国語の時間

 この喜びの表現を披露しない手はない。沢山の人と接しているから定型語句から外れた独創的な表現に出くわすと、独り占めにするのはもったいない。その言葉を発したのは70歳くらいの男性だ。岡山市からわざわざ来てくれるようになったのだが、わざわざ来てくれた甲斐があった。  1ヶ月前に来た時に依頼されたのは、逆流性食道炎のせいで咳やげっぷが頻繁に出る。逆におならが出ないから心臓が圧迫されて息苦しい。便意が頻繁にありいつも便が残っているような感覚がある。足先が冷たい。痰が引っかかる。不整脈、めまい、首や肩の凝り、高血糖だった。当然病院を掛け持ちして13種類の薬をもらって飲んでいる。あまりにも多くの薬を飲まされていることと、症状がよくならないことを理由に訪ねてくれた。  応対して、その方が潔癖なことが伝わってきた。綺麗好きと言う意味でなく、ことに当たって完全にやり遂げなければ気がすまないみたいだ。

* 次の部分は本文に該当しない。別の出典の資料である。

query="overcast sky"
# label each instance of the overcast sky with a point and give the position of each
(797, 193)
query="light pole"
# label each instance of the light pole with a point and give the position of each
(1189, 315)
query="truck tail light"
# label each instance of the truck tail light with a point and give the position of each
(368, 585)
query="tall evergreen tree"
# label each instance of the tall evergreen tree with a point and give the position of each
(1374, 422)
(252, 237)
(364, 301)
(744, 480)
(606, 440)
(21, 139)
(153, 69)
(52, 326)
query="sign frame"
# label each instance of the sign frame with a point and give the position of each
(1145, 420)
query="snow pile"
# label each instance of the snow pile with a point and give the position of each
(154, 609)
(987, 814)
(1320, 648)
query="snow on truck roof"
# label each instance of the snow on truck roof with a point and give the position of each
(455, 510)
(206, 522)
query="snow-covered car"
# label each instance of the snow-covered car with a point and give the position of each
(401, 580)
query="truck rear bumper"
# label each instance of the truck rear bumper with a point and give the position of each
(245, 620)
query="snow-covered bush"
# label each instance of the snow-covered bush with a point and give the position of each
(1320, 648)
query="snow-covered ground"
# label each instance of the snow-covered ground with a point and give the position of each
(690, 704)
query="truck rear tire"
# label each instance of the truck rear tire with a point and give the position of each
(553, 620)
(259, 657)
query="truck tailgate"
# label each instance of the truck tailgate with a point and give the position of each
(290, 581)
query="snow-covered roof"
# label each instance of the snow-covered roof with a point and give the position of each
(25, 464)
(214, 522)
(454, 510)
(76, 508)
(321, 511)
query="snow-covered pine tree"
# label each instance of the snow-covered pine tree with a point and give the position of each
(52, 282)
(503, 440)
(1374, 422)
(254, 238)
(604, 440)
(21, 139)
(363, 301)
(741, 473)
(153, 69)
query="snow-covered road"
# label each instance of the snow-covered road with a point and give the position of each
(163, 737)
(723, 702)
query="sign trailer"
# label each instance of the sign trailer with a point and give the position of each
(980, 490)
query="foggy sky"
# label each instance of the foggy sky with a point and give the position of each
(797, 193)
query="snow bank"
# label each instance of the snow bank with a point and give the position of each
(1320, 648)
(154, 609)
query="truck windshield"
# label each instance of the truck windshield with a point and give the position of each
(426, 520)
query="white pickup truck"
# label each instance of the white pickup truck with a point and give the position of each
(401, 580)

その性格が多くの不快症状に関連している。このコーナーは症例報告ではないから詳細は省くが、煎じ薬で力みをとってあげることでわずか1ヶ月で、逆流性食道炎のせいで起こる咳やげっぷがかなり改善した。おならが溜まり胸苦しくなっていたのもかなり改善、残便感もほとんどなくなった。雲の上を歩いているようなめまい(動揺感)もかなり減った。  今日で3回目だが、律儀な人で、「こちらに来ていてよかった」と何度も繰り返してくれる。1度お礼を言ってもらえれば十分なのだが、何回も繰り返す。その性格が病気を作っているんだと言いたかったが、その性格こそが最強の魅力のはずだから言葉を呑んだ。要はこの男性は「いつもがんばる」病だ。力みをとって、内臓の働きを正常にしてあげれば解決する。「隣の部屋にいる人に聞こえるくらい大きなおならが出始めると治る」と分かりやすく説明しておいたら、今日問題の非常に分かりやすい表現で快調振りを報告してくれた。  2回目の漢方薬を飲み始めて気持ちの良いおならが出始めたらしい。「先生の言われていた事が分かりました。この前薬を頂いて帰ってから大きくて気持ちの良いおならが何年ぶりかに出るようになりました。同居している孫が今7ヶ月なんですが、私のおならで目を覚ますんです。だから嫁や娘が、おじいさん、おならするんだったら隣の部屋に行ってして頂戴と怒るようになったんですわ」と笑いながら言った。心臓が圧迫されるから、おならがたまるのは苦しい。それから解放された喜びを家庭内のエピソードで報告してくれた。まじめに生きてきた人が手に入れる家庭の景色が目に浮かぶようだ。孫が目を覚ますほど大きな音のおなら、過敏性腸症候群のガス腫れタイプの人が聞いたら羨ましいくらいだ。ガスに関してこの表現を上回るものは今だ聞いた事がない。嘗て下痢型の女性が「拝みたくなるようなウンチ」と表現してくれたことがあるが、それに匹敵するくらいの興味深い表現だった。  時々、薬局の中でこのように突然国語の時間に迷い込む。仕事がますます楽しくなる一瞬だ。